To understand the direct relationship between economic power and Olympic success, we calculate the correlation between a country’s GDP and total medal count.
gdp_medal_correlation <- olympics %>%
summarise(correlation = cor(gdp, total, use = "complete.obs"))
gdp_medal_correlation
## correlation
## 1 0.3479416
ggplot(olympics, aes(x = gdp, y = total)) +
geom_point(color = "darkgreen", size = 2, alpha = 0.6) +
labs(
title = paste("GDP vs. Total Medals (Correlation:", round(gdp_medal_correlation$correlation, 2), ")"),
subtitle = "Examining economic impact on medal count",
x = "GDP (in billions)",
y = "Total Medals"
) +
theme_minimal(base_size = 15) +
theme(
plot.title = element_text(face = "bold", size = 18),
plot.subtitle = element_text(size = 14)
)
This plot shows a positive correlation between GDP and total medals, indicating that countries with larger economies tend to perform better in the Olympics.
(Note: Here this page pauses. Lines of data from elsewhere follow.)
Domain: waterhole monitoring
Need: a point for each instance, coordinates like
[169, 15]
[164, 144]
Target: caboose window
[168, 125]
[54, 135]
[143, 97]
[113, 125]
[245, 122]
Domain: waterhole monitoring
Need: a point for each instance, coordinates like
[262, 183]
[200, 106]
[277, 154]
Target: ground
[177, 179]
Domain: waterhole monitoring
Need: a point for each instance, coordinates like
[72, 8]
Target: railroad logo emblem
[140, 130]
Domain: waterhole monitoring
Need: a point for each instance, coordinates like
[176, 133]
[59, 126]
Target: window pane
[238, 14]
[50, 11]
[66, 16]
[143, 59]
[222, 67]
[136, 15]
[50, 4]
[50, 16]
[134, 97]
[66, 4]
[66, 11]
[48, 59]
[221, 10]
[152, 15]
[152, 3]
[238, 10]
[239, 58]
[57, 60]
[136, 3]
This could imply that higher GDP enables more investment in sports and training infrastructure.
To further investigate the impact of economic status on Olympic performance, we categorize countries into GDP brackets and examine the average medals won by each bracket.
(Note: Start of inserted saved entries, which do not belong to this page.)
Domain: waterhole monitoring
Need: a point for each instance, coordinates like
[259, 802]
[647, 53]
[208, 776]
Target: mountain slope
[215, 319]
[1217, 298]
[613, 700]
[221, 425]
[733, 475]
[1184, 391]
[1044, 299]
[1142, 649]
avg_medals_by_gdp_bracket <- olympics %>%
mutate(gdp_bracket = cut(gdp, breaks = c(0, 20000, 50000, 100000, Inf),
labels = c("Low", "Medium", "High", "Very High"))) %>%
group_by(gdp_bracket) %>%
summarise(avg_medals = mean(total, na.rm = TRUE))
avg_medals_by_gdp_bracket
## # A tibble: 4 × 2
## gdp_bracket avg_medals
## <fct> <dbl>
## 1 Low 6.15
## 2 Medium 18.0
## 3 High 21.6
## 4 Very High 7
ggplot(avg_medals_by_gdp_bracket, aes(x = gdp_bracket, y = avg_medals, fill = gdp_bracket)) +
geom_bar(stat = "identity", color = "black", alpha = 0.8) +
labs(
title = "Average Medals by GDP Bracket",
subtitle = "Comparing Olympic success across economic categories",
x = "GDP Bracket",
y = "Average Medals"
) +
theme_minimal(base_size = 15) +
scale_fill_brewer(palette = "Pastel1") +
theme(
plot.title = element_text(face = "bold", size = 18),
plot.subtitle = element_text(size = 14),
legend.position = "none"
)
The bar plot indicates that countries with higher GDP brackets tend to win more medals on average. This suggests a correlation between a country’s wealth and its success in the Olympics, possibly due to greater investment in athletic development.
This analysis illustrates the significant influence of economic factors, such as GDP and GDP per capita, on Olympic success. Wealthier countries generally perform better in the Olympics, possibly due to better infrastructure, training, and investment in sports. However, other factors like population, cultural emphasis on sports, and training programs also play crucial roles in achieving Olympic success.